On the detectability of strong lensing in near-infrared surveys

Auteurs : Philip Holloway, Aprajita Verma, Philip J. Marshall, Anupreeta More, Matthias Tecza

arXiv: 2308.00851v1 - DOI (astro-ph.GA)
14 pages, 9 figures, accepted for publication by MNRAS

Résumé : We present new lensing frequency estimates for existing and forthcoming deep near-infrared surveys, including those from JWST and VISTA. The estimates are based on the JAdes extraGalactic Ultradeep Artificial Realisations (JAGUAR) galaxy catalogue accounting for the full photometry and morphologies for each galaxy. Due to the limited area of the JAGUAR simulations, they are less suited to wide-area surveys, however we also present extrapolations to the surveys carried out by Euclid and the Nancy Grace Roman Space Telescope. The methodology does not make assumptions on the nature of the lens itself and probes a wide range of lens masses.

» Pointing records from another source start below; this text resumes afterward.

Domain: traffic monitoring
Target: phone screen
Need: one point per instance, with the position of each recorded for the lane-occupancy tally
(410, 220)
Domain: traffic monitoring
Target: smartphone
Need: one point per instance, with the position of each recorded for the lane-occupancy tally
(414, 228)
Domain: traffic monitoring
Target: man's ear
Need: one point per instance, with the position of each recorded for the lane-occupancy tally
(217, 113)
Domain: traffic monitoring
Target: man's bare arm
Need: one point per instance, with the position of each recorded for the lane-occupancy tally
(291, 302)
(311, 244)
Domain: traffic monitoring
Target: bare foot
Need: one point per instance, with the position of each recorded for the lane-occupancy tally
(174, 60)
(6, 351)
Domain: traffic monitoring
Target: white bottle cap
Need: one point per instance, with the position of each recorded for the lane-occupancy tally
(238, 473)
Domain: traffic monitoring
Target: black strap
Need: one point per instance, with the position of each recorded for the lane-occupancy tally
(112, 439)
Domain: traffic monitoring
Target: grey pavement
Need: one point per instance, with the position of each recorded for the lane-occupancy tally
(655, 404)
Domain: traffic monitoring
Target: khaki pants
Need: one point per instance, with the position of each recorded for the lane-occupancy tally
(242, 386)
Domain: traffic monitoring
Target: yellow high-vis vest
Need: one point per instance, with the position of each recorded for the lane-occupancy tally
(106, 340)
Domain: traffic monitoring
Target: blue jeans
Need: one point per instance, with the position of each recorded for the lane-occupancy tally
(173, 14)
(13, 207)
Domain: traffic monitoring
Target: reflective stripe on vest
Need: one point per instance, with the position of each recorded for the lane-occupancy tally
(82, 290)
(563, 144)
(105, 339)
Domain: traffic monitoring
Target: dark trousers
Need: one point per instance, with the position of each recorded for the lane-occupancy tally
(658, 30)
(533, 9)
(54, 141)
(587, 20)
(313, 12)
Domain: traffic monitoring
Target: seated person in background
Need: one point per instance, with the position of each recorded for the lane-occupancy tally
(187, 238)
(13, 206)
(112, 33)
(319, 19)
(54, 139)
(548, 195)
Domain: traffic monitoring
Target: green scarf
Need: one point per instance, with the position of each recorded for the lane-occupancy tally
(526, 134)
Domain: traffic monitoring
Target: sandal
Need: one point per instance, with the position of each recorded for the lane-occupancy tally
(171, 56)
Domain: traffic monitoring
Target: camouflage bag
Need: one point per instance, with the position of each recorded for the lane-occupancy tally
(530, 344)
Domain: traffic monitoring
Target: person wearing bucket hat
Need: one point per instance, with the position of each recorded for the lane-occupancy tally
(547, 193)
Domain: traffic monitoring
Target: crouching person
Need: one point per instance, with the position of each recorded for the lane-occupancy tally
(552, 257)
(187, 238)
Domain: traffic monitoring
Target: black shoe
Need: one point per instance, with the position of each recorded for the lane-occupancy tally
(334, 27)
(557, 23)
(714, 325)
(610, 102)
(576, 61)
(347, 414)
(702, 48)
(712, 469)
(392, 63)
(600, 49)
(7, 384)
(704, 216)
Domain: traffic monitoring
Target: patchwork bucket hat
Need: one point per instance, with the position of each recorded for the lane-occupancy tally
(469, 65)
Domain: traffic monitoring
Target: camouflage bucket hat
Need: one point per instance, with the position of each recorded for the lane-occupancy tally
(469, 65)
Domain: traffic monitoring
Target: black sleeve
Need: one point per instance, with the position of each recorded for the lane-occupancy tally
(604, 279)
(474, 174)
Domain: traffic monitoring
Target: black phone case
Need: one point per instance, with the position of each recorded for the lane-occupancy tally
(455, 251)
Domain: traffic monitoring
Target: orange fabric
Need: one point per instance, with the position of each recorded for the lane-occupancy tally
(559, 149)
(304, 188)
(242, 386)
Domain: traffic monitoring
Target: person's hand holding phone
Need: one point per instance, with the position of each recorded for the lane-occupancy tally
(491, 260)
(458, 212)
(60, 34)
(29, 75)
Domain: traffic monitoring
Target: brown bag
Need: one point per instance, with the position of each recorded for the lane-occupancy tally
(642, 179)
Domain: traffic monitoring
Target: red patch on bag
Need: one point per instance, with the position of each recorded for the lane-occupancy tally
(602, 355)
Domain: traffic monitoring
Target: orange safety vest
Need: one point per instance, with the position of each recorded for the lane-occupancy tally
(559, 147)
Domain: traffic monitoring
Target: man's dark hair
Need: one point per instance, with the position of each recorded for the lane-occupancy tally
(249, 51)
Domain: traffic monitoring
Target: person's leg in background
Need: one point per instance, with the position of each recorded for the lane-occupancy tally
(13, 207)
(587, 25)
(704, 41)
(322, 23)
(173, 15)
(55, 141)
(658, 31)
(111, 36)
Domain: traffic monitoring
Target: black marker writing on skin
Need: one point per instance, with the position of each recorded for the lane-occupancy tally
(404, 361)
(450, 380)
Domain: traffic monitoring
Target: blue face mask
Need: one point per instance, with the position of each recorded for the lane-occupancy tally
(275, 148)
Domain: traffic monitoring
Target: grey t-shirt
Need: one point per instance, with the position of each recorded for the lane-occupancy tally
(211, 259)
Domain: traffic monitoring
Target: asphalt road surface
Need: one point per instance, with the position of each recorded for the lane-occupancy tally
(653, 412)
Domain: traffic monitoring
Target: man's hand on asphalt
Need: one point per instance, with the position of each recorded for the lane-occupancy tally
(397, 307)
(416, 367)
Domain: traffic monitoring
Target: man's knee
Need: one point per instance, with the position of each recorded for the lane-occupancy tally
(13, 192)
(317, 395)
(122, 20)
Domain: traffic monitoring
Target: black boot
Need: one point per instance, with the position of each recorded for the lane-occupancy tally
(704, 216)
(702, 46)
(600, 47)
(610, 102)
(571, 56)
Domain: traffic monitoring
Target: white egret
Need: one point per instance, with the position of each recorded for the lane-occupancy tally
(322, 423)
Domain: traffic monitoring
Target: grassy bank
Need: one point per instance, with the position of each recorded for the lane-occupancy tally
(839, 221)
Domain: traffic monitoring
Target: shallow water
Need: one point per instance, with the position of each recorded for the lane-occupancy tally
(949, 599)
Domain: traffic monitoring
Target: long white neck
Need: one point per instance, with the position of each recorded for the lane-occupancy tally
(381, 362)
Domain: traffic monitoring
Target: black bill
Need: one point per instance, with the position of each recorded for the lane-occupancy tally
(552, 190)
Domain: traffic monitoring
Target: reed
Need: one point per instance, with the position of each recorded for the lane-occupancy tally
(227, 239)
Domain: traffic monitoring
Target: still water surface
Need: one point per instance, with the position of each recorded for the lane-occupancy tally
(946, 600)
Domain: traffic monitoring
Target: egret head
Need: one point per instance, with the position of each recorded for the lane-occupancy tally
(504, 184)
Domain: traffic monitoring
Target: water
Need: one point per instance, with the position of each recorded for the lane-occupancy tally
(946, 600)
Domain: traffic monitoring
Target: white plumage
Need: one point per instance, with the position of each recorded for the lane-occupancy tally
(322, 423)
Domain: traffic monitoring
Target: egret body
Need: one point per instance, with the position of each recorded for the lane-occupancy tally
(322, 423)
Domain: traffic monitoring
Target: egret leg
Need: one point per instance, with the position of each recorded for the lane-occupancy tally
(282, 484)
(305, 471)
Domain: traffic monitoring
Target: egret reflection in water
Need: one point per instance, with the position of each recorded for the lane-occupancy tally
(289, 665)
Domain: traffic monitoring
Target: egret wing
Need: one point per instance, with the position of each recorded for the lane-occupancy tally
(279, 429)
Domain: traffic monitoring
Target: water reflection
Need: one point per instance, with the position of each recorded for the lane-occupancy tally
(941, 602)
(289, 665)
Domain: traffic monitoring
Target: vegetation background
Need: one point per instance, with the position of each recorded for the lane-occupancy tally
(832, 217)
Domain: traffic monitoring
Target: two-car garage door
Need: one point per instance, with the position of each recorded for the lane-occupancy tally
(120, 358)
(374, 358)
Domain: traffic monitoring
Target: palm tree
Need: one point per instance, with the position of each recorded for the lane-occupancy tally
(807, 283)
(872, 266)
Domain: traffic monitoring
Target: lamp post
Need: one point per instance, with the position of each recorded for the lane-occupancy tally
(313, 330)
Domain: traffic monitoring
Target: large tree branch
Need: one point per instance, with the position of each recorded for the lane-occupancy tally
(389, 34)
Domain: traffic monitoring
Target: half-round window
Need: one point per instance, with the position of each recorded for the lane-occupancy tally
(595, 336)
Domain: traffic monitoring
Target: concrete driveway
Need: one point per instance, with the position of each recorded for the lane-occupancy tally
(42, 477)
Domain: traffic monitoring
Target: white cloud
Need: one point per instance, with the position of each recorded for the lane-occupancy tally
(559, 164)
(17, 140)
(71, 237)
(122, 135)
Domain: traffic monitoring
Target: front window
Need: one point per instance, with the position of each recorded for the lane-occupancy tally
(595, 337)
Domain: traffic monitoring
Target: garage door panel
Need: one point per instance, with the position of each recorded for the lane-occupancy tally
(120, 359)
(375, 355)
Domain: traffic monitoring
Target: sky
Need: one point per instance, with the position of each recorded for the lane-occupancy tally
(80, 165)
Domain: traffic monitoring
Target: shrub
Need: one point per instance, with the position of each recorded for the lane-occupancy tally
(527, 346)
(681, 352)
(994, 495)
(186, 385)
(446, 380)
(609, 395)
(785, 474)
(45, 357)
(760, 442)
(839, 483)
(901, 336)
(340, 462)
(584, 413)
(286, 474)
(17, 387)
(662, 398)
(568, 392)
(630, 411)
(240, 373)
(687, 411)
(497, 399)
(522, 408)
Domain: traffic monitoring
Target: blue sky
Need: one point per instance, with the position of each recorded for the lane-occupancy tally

The lenses and sources are selected from the same catalogue and extend the analysis from the visible bands into the near-infrared. After generating realistic simulated lensed sources and selecting those that are detectable with SNR>20, we verify the lensing frequency expectations against published lens samples selected in the visible, finding them to be broadly consistent. We find that JWST could yield ~ 65 lensed systems in COSMOS-Web, of which ~ 25 per cent have source redshifts >4. Deeper, narrower programs (e.g. JADES-Medium) will probe more typical source galaxies (in flux and mass) but will find fewer systems (~ 25). Of the surveys we investigate, we find 55-80 per cent have detectable multiple imaging. Forthcoming NIR surveys will likely reveal new and diverse strong lens systems including lensed sources that are at higher redshift (JWST) and dustier, more massive and older (Euclid NISP) than those typically detected in the corresponding visible surveys.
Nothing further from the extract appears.